You essentially have the same problem with Biodesiel - Burning anything is bad, regardless of the emissions we’re just not awesome enough as a species to capture the energy release of an explosion efficiently yet.
No, the real solution is electric engines, electric drive. I’ll accept that we need hybrids, at least temporarily to get people to adapt to this change. In the long run I see battery technology improving at an alarming rate - so much so that we wont need to rely on petrol based engines for range.
Even with todays technology we can design cars that reach 180km/h and have a working range of 250 miles. Which is more than enough for 99% of people - those who primarily use their cars to commute from home to work to the pub and back home (yes you).
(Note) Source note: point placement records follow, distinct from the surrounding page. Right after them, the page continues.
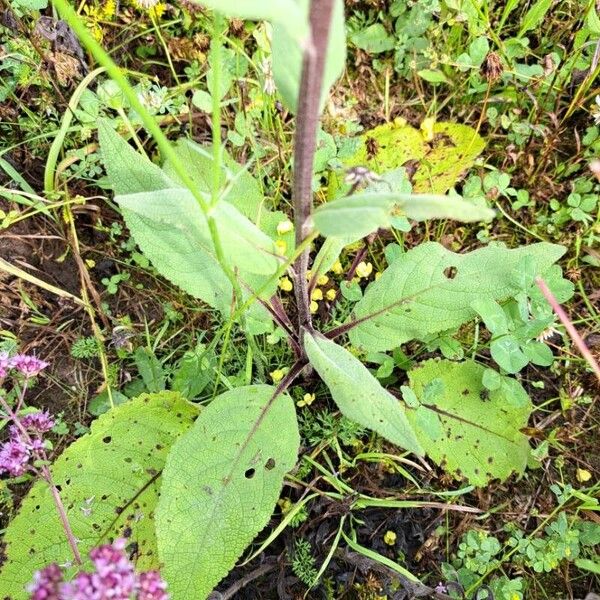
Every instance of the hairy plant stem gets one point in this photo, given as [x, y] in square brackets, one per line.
[216, 56]
[307, 121]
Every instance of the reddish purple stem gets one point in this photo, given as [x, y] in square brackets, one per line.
[566, 321]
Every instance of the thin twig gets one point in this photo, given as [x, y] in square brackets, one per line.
[566, 321]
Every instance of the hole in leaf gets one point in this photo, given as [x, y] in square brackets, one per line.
[450, 272]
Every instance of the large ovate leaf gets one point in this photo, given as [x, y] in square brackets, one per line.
[171, 230]
[245, 246]
[470, 431]
[221, 484]
[430, 289]
[109, 481]
[288, 52]
[360, 214]
[127, 170]
[438, 164]
[241, 188]
[358, 394]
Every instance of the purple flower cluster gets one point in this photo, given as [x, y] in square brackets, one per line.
[113, 578]
[25, 441]
[26, 364]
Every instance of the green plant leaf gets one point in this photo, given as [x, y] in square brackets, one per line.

Electric cars have none of the losses experienced in modern combustion engine (little heat, virtually no noise) - resulting in high efficiencies 88 - 95% vs the 30% of the most efficient combustion engines.
Check out my thesis project: www.therevproject.com.
Poojie Says: 08.08.08 at 9:48 pm
I agree with you - solar panels should be placed on house roofs. That way the house hold is solar powered too.
My only question (due to lack of knowledge in the field of solar technology) is what the green solution to international travel and large scale industry is. The mining industry, for instance, requires large, energy guzzling vehicles to run for long periods of time - in remote locations. Perhaps panels on these behemoths would be more appropriate?
ro Says: 08.08.08 at 9:57 pm
There are a number of questions being asked. I can’t claim to know what a “green” solution is - I dont think anyone can until someone does a decent (and detailed) cost of life analysis of the production of such things.
While efficient, environmentally sustainable international transport doesnt seem visible in the near future, we attempt one hurdle at a time.
Of-course, solar panels on bigger and bigger moving objects is not the answer - it would take a LONG time for a dump truck to recharge from the sun. The same argument applies really. Why not position the panels somewhere where there is sun and charge the trucks from batteries?
The specific implementation would dictate the source of power, but in the long term everything will be electric.